Utilizes protein purification and characterization methods to assist in accomplishing milestones
Interfaces with other scientists in a variety of technical disciplines including process development, formulation development, clinical operations, quality control, quality assurance, discovery, and manufacturing.
Proposes, gains support for and implements ideas from individual’s knowledge of science and technology and understanding of analytical method development process.
Proposes, evaluates and implements new technologies; independently applies basic scientific principles, performs literature searches, attends scientific meetings, and keeps abreast of literature in own field.
Effectively communicates and defends own work, orally and in writing, in the context of the company and team goals at meetings
Participate in activities such as process and analytical technology transfer, statistical process control, process technical evaluations, process quality improvements (PAT), and site technology infrastructure improvements.
Provide technical leadership to the Elanco vaccine network organization on various analytical topics, including method development and improvements, approaches to troubleshooting significant analytical technical issues, references, and regulatory initiatives.

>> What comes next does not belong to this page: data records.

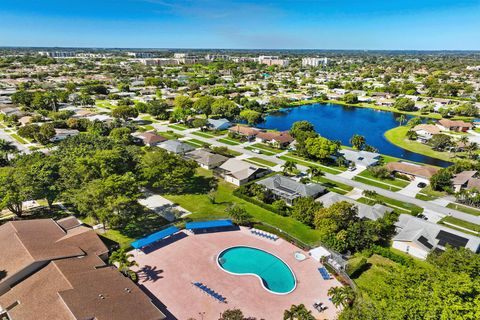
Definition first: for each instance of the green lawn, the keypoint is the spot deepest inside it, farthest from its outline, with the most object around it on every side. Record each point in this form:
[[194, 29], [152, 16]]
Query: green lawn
[[202, 209], [308, 163], [203, 134], [228, 141], [180, 127], [394, 181], [261, 161], [475, 228], [465, 209], [397, 136]]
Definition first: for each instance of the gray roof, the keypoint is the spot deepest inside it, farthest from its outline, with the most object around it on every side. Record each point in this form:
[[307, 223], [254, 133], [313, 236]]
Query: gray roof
[[286, 187], [363, 158], [374, 212], [430, 235], [176, 146], [205, 157]]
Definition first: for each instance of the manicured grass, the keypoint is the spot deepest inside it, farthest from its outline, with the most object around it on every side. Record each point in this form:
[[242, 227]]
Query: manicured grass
[[197, 143], [463, 208], [377, 184], [229, 142], [170, 135], [18, 138], [394, 181], [397, 136], [180, 127], [475, 228], [202, 209], [261, 161], [203, 134], [308, 163]]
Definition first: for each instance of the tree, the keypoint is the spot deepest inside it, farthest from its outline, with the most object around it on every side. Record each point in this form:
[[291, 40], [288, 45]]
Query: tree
[[238, 214], [124, 112], [251, 116], [168, 172], [124, 262], [357, 141], [342, 296], [204, 105], [404, 104], [401, 119], [289, 167], [298, 312], [321, 148]]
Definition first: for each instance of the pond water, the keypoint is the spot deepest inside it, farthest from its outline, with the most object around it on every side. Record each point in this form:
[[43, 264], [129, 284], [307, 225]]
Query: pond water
[[337, 122]]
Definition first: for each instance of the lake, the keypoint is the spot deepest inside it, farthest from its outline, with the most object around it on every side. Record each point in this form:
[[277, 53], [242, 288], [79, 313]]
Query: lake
[[338, 122]]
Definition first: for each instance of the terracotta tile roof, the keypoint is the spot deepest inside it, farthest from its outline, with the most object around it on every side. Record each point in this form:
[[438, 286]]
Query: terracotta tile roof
[[412, 169]]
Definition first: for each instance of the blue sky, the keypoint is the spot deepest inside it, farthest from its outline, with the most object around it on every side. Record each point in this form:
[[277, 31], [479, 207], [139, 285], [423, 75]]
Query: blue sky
[[264, 24]]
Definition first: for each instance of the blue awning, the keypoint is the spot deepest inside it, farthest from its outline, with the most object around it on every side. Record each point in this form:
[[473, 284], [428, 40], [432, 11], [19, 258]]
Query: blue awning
[[208, 224], [154, 237]]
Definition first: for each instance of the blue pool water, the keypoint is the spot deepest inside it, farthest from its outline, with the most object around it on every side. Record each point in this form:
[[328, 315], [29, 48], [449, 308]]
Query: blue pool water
[[275, 275]]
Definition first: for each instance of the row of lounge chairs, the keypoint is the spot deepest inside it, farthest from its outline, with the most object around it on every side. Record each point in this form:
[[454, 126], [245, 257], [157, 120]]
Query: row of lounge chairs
[[210, 292], [325, 275], [264, 234]]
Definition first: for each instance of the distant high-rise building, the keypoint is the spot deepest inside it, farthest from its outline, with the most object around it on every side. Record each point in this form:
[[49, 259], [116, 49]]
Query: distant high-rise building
[[314, 62]]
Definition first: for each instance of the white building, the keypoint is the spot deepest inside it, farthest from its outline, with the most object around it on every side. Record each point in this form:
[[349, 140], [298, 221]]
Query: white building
[[314, 62]]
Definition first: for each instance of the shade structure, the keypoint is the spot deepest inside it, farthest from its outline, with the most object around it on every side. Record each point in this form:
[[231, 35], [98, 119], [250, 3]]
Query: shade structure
[[154, 237], [208, 224]]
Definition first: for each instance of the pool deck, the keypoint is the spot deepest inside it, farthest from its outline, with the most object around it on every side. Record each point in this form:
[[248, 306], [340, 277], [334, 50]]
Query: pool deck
[[169, 269]]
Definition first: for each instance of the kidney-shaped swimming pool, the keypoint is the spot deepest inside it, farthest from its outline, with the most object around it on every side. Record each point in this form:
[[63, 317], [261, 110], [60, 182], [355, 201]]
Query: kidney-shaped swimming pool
[[274, 274]]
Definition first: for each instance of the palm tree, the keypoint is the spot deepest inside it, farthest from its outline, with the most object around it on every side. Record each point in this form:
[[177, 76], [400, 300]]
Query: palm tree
[[357, 141], [289, 166], [401, 119], [343, 296], [124, 262]]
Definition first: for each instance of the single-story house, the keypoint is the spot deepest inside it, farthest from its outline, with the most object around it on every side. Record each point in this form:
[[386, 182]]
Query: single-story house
[[425, 131], [360, 158], [418, 237], [277, 139], [245, 131], [176, 146], [206, 159], [219, 124], [374, 212], [151, 139], [460, 180], [412, 169], [289, 189], [450, 125], [240, 172], [62, 134]]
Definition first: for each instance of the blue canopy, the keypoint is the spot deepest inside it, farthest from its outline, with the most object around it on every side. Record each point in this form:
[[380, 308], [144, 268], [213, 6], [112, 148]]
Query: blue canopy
[[154, 237], [208, 224]]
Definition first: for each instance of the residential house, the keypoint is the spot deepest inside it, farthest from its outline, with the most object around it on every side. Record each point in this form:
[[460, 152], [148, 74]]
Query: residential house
[[360, 158], [411, 169], [151, 139], [276, 139], [450, 125], [374, 212], [206, 159], [176, 146], [288, 189], [418, 237], [247, 132], [240, 172], [461, 180], [62, 134], [57, 270], [219, 124]]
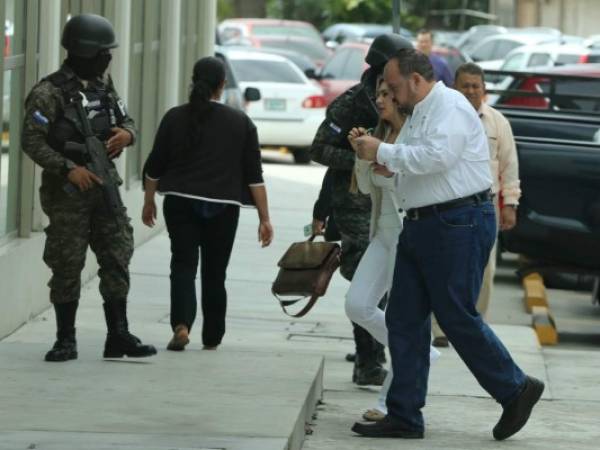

Provide technical understanding of vaccine manufacturing control strategies for technical problem solving and implementation of analytical control strategies.
Prepares verification and validation studies in accordance with current regulatory guidance
Assists with projects involving target animal safety exemptions
Monitors and leads contract service provider relationships that support the initiative
Assists with the prioritization of projects.
Supervises and assists with the personnel training and project assignments
Minimum Requirements
Ph.D. in immunology, microbiology virology, biochemistry, analytical chemistry, veterinary sciences or animal science, with a minimum of 2 years of experience, M.S. with a minimum of 4 years of relevant experience or B.S. with at least 6 years of relevant experience.
Must possess skills and knowledge within a field such as cellular, immunological, molecular, bioanalytical and chemical test methods; for example, ELISA, qPCR, IEF, viral assays, cell-based assays, SDS-PAGE, Western Blot, DNA sequencing, microbiological methods.
Must have a thorough understanding of USDA and EMEA regulatory requirements
Skills and past experience in experimental design, technical problem solving and continuous improvement
Academic or industry experience in a laboratory setting, specifically in bacterial or viral characterization.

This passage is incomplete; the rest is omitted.